Who’s using who?

With Amazon.com and Toys R Us recently announcing they are to enter the used game market, the debate about trade-ins has one again arisen, this time with many industry professionals joining the argument.

The problem is this: when a game is sold brand new, some of the money you spend is given to the people who made it. When a title is sold used, all of the money you spend goes to the shop. Games have always been sold second-hand but recently problems have arisen because retailers began offering incentives to make people trade-back games within the first week of release. These copies are then given a higher priority over brand new ones, as the shop will make more profits from them.

Both sides have a valid point as to why they feel they are in the right. Developers and publishers pay for the majority of a game’s advertising, which in turn attracts people into the game stores, so they believe they deserve a cut of the money. Retailers argue, however, that they simply offer the customer a choice for better value. It may be interesting to debate the rights and wrongs if you work in either one of these industries, but should the average gamer really care? Well actually yes, as the way games are produced, designed and sold is about to change because of how seriously the issue is being taken.

Many have predicted the death of brick and mortar game stores with the next generation of consoles, where full game downloads may become a reality. Until then it seems that download codes could be the industry’s answer. One thing you may have noticed recently is the rise in pre-order bonuses. Gears of War 2 for example gave free levels to people who bought the game on release day; these came in the form of a one-time redeemable code.
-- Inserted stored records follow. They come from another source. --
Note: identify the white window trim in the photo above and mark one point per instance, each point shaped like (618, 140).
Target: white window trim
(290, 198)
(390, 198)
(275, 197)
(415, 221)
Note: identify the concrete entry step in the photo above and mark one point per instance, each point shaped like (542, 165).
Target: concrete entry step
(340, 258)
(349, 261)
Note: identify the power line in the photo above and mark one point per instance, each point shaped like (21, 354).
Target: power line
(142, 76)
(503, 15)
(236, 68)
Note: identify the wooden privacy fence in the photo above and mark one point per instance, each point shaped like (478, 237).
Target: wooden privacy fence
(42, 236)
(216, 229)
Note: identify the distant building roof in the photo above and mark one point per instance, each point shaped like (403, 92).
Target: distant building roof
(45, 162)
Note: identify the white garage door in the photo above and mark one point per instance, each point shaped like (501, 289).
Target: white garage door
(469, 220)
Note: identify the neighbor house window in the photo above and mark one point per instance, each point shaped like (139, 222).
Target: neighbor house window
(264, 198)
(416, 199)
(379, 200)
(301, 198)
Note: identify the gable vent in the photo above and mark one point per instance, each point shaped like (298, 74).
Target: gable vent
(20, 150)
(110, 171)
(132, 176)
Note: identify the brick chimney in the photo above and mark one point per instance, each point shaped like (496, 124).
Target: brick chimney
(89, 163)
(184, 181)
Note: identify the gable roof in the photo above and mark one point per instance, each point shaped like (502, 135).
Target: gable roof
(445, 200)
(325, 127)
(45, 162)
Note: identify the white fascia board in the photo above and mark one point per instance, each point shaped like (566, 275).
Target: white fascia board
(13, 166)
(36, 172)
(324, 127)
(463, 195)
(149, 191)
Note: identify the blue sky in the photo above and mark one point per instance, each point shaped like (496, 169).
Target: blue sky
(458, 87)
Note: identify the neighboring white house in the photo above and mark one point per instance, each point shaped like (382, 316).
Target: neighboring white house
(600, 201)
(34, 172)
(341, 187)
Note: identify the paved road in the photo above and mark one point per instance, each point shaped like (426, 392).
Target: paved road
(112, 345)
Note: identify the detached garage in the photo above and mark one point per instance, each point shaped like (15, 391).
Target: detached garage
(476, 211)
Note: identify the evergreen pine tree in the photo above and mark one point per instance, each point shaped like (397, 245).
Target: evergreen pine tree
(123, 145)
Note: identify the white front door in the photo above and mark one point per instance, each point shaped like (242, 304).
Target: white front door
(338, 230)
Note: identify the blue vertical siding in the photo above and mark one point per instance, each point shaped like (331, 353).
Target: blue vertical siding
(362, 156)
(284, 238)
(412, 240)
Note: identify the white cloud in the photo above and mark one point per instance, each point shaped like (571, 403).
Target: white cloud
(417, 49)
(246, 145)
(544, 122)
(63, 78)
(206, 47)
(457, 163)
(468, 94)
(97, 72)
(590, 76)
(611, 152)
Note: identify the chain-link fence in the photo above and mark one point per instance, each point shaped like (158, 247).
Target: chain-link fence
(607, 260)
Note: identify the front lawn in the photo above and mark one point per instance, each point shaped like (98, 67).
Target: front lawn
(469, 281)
What this means is that the used version of the game will effectively have less content, reducing its appeal. Codes that give in-game advantages may be the next step in this strategy. Imagine if your second-hand copy of Call of Duty came without the ability to use certain weapons online, or your engine size in Gran Turismo was capped unless you pre-ordered the game. These things could then be unlocked after several months for everyone, allowing the used market still to exist, but not inside a games launch window.

Other industries, such as films and automobiles, also have a used market but neither seems to have quite the same issue with it affecting the sales of newly launched products. This is down to pricing and could be something the games industry may need to address. DVDs cost approximately £12 and often do not seem worth trading in for their low cash return. Cars on the other hand are the opposite; their cost is so high that selling back a car within the first week of release would lose you a large amount of cash. Games sit at an inconvenient price level as they are neither too cheap nor too expensive. One way to change this is to release games at a lower RRP. This can be budgeted for by producing shorter games and then charging for extra DLC. With extra content being released over time there is also more reason to keep hold of a title instead of trading it in. Burnout is one title that has relied heavily on its free and paid DLC to cover the cost of its cheaper launch price, and more than a year on it still has a very active audience who have held on to the title and reaped the rewards.

The problem is that without the broadband speeds in place to provide full game downloads, publishers must walk a fine line between curbing used game sales and upsetting their retail partners. More importantly though, they must be sure any changes they do make respect the customer and their positive relationship with second-hand titles. After all, without the support of their customers (and their money) it won’t matter what they do.